First off, this has been stated before, but: UART is not an appropriate sensor interface here. Pick a different sensor, if possible. I'll assume it's not possible, otherwise you wouldn't be going through all this effort.
I personally think the most important question hasn't really been answered by you:
- Is this some sensor that you query, and it responds, afterwards, or
- Will the sensor continuously send data?
The first case might be the easier one, because it would allow you to take one UART, and multiplex it between multiple sensors, meaning that you connect TX to the first, talk to it, then reconnect to the second, and so on. RX would be shared between all the sensors on the bus, but because it's a query/answer system, you'd always know who's currently talking (the one you asked).
If it's the second case, well: You'll need something that manages each of these onto a more flexible bus.
Personally:
- get a cheap microcontroller that can talk UART on one side, and I²C on the other, one for each of your sensors. Boards should be small, and the BOM would be < $3, ideally.
- Write firmware that makes it possible to query the sensor via I²C. That means relaying things the "controller" sends via I²C to the device, and storing the data the device sends via UART long enough for it to be requested by the master. That's not a very complex firmware, but it's still a bit to write and debug. It's probable that if you do this on a popular platform (arduino, stm32), someone else has done it before.
- Assign a separate I²C address to each one of your translators.
There's not infinitely many addresses, and not infinitely much bandwidth, so bundle a reasonable amount of sensors via I²C to one bus each. Use a Full-Speed (12 Mb/s) USB capable microcontroller to interface all your translators, and relay the data to your PC. You can have multiple of those.

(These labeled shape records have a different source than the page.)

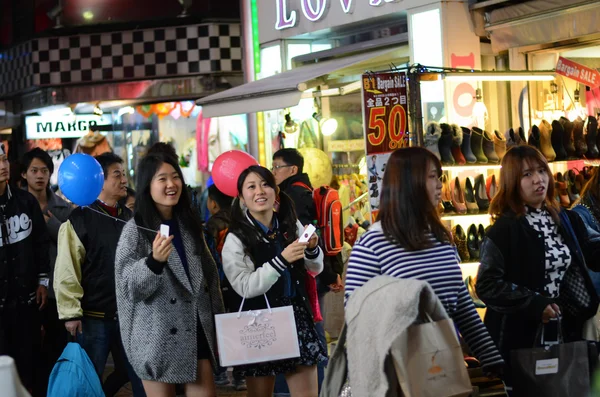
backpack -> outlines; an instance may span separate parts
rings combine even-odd
[[[104,397],[92,361],[78,343],[65,347],[48,381],[47,397]]]
[[[338,191],[329,186],[321,186],[313,190],[302,182],[294,182],[292,186],[301,186],[313,193],[313,202],[317,210],[317,226],[321,232],[325,255],[335,256],[342,252],[344,228],[342,227],[342,202]]]

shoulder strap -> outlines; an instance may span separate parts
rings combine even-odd
[[[300,186],[300,187],[303,187],[306,190],[310,190],[312,192],[312,189],[304,182],[294,182],[294,183],[292,183],[292,186]]]

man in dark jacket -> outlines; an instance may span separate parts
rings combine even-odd
[[[15,359],[32,390],[39,360],[39,310],[46,306],[49,238],[36,199],[8,185],[10,166],[0,144],[0,356]]]
[[[142,382],[125,357],[117,318],[115,255],[123,226],[132,216],[118,205],[127,196],[127,175],[123,160],[113,153],[96,160],[104,171],[100,196],[89,208],[73,210],[58,233],[54,270],[58,315],[100,379],[110,352],[116,360],[124,360],[134,396],[144,396]]]
[[[312,185],[308,174],[304,173],[304,157],[296,149],[281,149],[273,155],[271,168],[279,189],[286,193],[296,207],[296,215],[303,225],[313,225],[317,220],[317,209],[313,201]],[[317,276],[317,292],[323,321],[315,324],[319,337],[324,345],[325,338],[325,295],[329,291],[340,292],[344,289],[341,275],[344,271],[342,254],[325,256],[323,271]],[[323,379],[323,368],[319,365],[319,388]],[[277,385],[280,383],[278,382]],[[278,386],[276,386],[277,388]],[[277,391],[277,390],[276,390]]]
[[[42,326],[44,327],[44,340],[42,344],[43,363],[41,363],[43,369],[42,379],[38,379],[36,382],[36,391],[38,394],[45,394],[48,387],[48,377],[54,367],[54,363],[56,363],[67,345],[68,335],[63,323],[58,319],[52,281],[54,279],[58,230],[60,229],[60,225],[67,221],[73,207],[50,189],[50,177],[53,173],[54,163],[50,155],[44,150],[35,148],[23,155],[21,159],[21,177],[25,183],[22,183],[21,187],[37,199],[44,214],[46,229],[50,236],[50,284],[48,287],[48,304],[41,313]]]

Also, there might be ready-to-use UARTs that might be usable via I²C as bus extenders.
Another thought:
There's Microcontrollers that have built-in Ethernet controllers. You just need to an Ethernet Phy (there's a standardized interface for that, called MII). Ethernet
- allows for practically arbitrary numbers of devices, and
- ethernet cables can be long,
- ethernet switches cost < 2€/port
- ethernet switches can aggregate a lot of slow, easy to design 10 Mb/s links to one 100 Mb/s or gigabit ethernet link,
- ethernet is actually meant for huge buses,
- and is really easy to connect to – just write network software for you PC (no driver development in any way, just handle raw network packets),
- depending on what the examples from your microcontroller manufacturers offer, you get a complete ethernet stack, including things like autodetection by just letting your firmware periodically send "hey, I'm here" broadcast packets.

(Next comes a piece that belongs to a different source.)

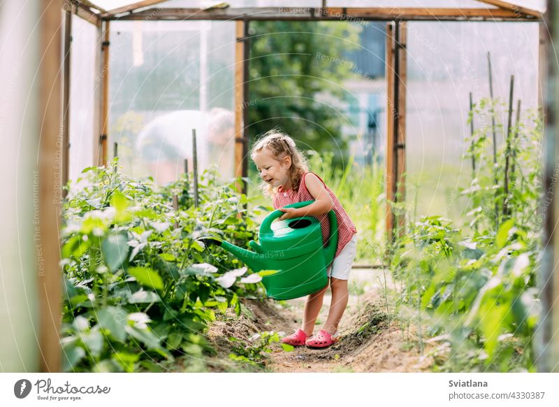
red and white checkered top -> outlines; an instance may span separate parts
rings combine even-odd
[[[273,197],[274,209],[282,208],[286,205],[295,204],[296,202],[314,200],[314,198],[310,194],[310,192],[309,192],[309,190],[307,189],[307,186],[305,185],[305,177],[309,172],[305,173],[301,177],[300,184],[298,191],[293,191],[292,188],[284,191],[282,186],[278,188],[277,192]],[[314,173],[312,173],[314,174]],[[314,175],[317,176],[317,174]],[[318,176],[317,176],[319,177]],[[337,257],[340,252],[342,251],[342,249],[343,249],[348,242],[351,240],[351,238],[354,237],[354,234],[357,233],[357,229],[355,228],[355,225],[351,222],[351,220],[349,219],[347,213],[345,211],[343,206],[342,206],[340,201],[338,201],[337,198],[334,195],[334,193],[324,184],[324,181],[322,180],[322,178],[319,177],[319,179],[322,181],[324,187],[326,191],[328,191],[328,193],[330,194],[334,203],[333,209],[336,215],[336,220],[337,220],[338,236],[337,249],[336,250],[336,254],[334,257]],[[330,221],[328,220],[328,213],[318,215],[315,216],[315,217],[320,222],[320,226],[322,229],[322,240],[326,244],[328,241],[328,238],[330,236]]]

I'd go with that solution. The ST STM32F107RC and similar microcontrollers come with said MII interface and up to 5 USARTs. Or go for the NXP LPC1830, which is significantly cheaper, but only has 4 UARTs.
That would be
- one LPC1830 6.17€, connecting four UART sensors at once
- one RMII fast ethernet PHY 0.80€
- Ethernet connector with integrated magnetics 2.70€ (cheaper if you do separate magnetics and connector, but might not be worth the additional assembly effort)

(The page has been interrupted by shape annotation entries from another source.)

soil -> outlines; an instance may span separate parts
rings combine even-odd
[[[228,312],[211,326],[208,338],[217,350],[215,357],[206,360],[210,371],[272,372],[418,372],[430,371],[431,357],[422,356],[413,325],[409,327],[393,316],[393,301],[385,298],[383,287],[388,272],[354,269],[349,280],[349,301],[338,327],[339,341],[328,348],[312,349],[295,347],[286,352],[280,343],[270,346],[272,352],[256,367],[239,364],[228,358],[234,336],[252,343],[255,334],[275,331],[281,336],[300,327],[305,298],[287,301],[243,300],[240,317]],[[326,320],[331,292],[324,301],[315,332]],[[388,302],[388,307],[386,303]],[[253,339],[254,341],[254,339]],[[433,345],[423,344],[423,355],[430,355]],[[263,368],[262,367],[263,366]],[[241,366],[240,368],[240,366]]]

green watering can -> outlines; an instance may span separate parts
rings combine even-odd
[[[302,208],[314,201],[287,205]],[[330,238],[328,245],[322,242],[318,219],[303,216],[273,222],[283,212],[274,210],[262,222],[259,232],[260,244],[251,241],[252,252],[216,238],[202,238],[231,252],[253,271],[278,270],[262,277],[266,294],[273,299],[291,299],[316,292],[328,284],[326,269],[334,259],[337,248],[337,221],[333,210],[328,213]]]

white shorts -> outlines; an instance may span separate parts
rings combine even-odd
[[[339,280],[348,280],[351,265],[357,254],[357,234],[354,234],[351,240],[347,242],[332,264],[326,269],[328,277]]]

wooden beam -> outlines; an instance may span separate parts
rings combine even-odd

- Power supplies, discretes 2€
- PCB manufactured in China 1.50€ (might be cheaper if you panelize properly)
Firmware: Ethernet example code from NXP, hand-written UART handling
Makes a total of about 13.50€ for 4 sensors, or about 3.50€ per sensor. You need 25 of these to connect 100 Sensors. You need a 24-Port gigabit ethernet Switch, plus another small switch for the rest which adds maybe 50€ to the bill (pre-VAT).
The benefit would be having a system that you can extend arbitrarily. If you're feeling adventurous, use an IP stack on your microcontroller (lwIP, µIP) and make it possible to deploy your devices within any LAN, even across network boundaries such as the internet and so on.
Edit: Turns out NXP ships examples that do the full TCP/IP dance on the MCU. Oh well, all the simpler then.